The Teton Range and the valleys surrounding its dramatic uplift have offered drama and serenity, adventure and safe harbor, as well as inspiration to people for thousands of years. But it’s never been an easy place to live. Winter is long, harsh and cold, summer brief, and the topography unforgiving all year long.
For some, it’s enough to look and admire from the safe valley floor. But for others, the alpine heights, especially in the ethereal embrace of deep snow and ice, offer an invitation to be the best version of themselves, to push personal limits, and for many, to work fiercely to preserve and protect the natural gifts. It’s a mentality that, historically, has been inextricably linked with life in the Jackson Hole valley.
Once part of the vast area the Eastern Shoshone and other tribes called home, the valley provided ample hunting and sustenance — along with evidence they were climbing high into the Tetons long before Americans of European descent arrived.
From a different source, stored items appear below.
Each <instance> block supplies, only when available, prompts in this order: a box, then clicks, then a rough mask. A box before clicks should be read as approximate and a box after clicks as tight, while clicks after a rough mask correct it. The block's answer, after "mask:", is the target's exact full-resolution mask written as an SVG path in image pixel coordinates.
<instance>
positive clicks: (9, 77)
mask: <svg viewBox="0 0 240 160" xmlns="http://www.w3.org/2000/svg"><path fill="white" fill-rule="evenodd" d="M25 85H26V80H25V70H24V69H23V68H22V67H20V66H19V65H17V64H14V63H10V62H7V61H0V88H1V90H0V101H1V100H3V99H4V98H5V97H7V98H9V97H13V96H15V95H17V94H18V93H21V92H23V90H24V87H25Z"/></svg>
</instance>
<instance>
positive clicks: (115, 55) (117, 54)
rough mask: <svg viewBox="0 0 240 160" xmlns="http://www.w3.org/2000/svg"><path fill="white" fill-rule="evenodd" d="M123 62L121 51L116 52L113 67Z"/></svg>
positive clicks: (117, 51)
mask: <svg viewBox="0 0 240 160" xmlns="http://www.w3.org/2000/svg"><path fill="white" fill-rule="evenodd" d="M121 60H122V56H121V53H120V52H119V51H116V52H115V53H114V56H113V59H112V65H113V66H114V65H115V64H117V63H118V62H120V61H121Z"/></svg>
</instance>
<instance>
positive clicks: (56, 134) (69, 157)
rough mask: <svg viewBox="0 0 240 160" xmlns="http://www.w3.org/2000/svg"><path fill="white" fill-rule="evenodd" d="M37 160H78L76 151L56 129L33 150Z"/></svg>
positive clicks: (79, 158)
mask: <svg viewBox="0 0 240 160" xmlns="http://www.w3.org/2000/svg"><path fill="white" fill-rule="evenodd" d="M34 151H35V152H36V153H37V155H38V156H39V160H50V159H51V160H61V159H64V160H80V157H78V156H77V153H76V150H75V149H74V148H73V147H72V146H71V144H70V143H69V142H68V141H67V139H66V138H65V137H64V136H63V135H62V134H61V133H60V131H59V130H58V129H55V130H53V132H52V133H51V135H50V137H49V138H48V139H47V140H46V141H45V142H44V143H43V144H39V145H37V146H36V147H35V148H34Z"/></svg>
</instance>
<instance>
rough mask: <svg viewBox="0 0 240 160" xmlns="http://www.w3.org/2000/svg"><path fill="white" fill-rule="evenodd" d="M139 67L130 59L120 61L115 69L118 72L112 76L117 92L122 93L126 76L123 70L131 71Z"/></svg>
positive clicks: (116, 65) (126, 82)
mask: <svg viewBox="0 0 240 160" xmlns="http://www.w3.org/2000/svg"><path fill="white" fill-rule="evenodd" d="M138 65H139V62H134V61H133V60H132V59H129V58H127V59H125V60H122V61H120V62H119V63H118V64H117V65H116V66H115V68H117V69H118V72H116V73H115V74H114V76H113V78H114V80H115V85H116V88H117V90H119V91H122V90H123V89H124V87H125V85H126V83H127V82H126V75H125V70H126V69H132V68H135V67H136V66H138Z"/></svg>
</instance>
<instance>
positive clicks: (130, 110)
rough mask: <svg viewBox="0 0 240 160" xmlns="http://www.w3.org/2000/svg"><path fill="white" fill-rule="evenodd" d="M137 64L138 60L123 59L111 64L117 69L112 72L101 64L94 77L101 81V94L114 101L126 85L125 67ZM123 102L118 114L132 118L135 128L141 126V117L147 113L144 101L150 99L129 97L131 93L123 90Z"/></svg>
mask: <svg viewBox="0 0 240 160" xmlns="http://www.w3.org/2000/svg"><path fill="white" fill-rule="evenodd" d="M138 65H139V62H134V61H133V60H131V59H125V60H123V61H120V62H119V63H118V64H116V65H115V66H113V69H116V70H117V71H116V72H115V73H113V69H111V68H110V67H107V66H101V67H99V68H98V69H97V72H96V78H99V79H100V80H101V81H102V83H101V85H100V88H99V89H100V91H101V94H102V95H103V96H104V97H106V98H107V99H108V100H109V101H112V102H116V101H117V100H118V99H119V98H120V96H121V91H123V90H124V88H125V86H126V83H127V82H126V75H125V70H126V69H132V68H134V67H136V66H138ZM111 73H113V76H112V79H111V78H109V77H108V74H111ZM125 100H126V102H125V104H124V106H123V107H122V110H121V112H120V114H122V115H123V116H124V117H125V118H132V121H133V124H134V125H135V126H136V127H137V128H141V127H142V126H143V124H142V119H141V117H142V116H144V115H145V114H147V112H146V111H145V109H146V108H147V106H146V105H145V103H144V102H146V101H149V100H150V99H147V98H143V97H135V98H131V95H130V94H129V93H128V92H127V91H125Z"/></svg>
When those first year-round residents of European descent arrived and claimed land in the 1880s, from the get-go it seemed the extraordinary difficulty of surviving — much less prospering — all year long by necessity minted a tougher, more ingenious and determined sort of person. Hardships pushed the new valley residents to their limits. Many gave up and left, but those who stayed figured out how to live as well as prosper in and with nature, and built a community that both produced and attracted famous mountain athletes and a precedent-shattering conservation ethic to help preserve the valley that had given them their strengths.
Unusually for ranchers, many early residents developed an affinity for the existing wildlife, and took unprecedented actions such as feeding elk in winter after their traditional forage was lost to haying operations and the human presence. Sharing, instead of taking, was also novel: the locals set aside over 24,000 acres of prime valley land in 1912 for elk and other native wildlife. Parts of the landmark 1974 Wilderness Act were written at Mardy and Olaus Murie’s cabin at the base of the Tetons. That care and wonder the landscape inspired led to an incredible conservation and exploration legacy that still thrives today, and one which becomes ever more important in the face of unrelenting development pressure.
The need to be better and stronger to survive inspired a simultaneous mountain culture. Boldness, strength and skill was simply part of everyday life, from those who explored the high peaks all the way to exceedingly hardy and adventurous mail carriers, who routinely skied over Teton Pass on wooden skis in the depths of winter to bring the mail back from Victor, Idaho. And thus skiing itself became an early part of Jackson Hole culture. People began backcountry skiing with wood skis and leather boots in the Tetons, and set up car-engine powered rope tows on Snow King Mountain and Teton Pass in the 1930s.
By the 1960s, Alex Morley and Paul McCollister, two adventurous businessmen and avid skiers, had developed plans to build a ski resort like none seen before in North America and inspired by the Teton Range. The topography of the Tetons themselves dictated the terms: it would be bigger, more challenging, more exciting. The market was not those seeking to be coddled, and critics at the time thought it was an experiment destined to fail.
The most hard-core skiers embraced the long, cold winter, deep snow, and the ability to ride a tram to the alpine heights. They arrived as good skiers, and the terrain in the Tetons made them even better skiers, and built an envious bohemian lifestyle. Over the decades, famous ski racers and Nordic champions were drawn to the Tetons, and famous big mountain skiers and ski mountaineers put down stakes to call the valley home. But it’s not just the mountains that bring in the best. The heart of the culture springs from those women and men whose names will never be known beyond their home circle, who go out every day into the Tetons fueled by personal passion and spreading their inspiration.
It’s also true that the ever-present challenges to Jackson Hole are stronger than ever. Development pressure is intense, making the fight to keep important wildlife habitat and corridors intact harder, but more important than ever. A truly dedicated team of local and national conservation activists and nonprofits struggle to hold the line and improve what already exists, drawing on those far-sighted precedents set in the past. And for that wild, boundary-pushing winter athlete ethos, it’s still a hard place to live — no longer physically, but financially. Nonetheless, the pull of the mountains and the athlete culture is still irresistible to many, and those who wish to push it in the mountains find their way, as did the skiers of the past.
Thus, in many ways, it is still the landscape that drives human passion, and brings out the best in people, whether it’s speaking for nature or sending an inspirational ski line. Jackson Hole’s past has been as a place where people can find limits, personal, societal or something else, and then push them forward into a better, more accomplished future — and that is still true today. Thanks to this rich past and vibrant present, the valley has an enviable future.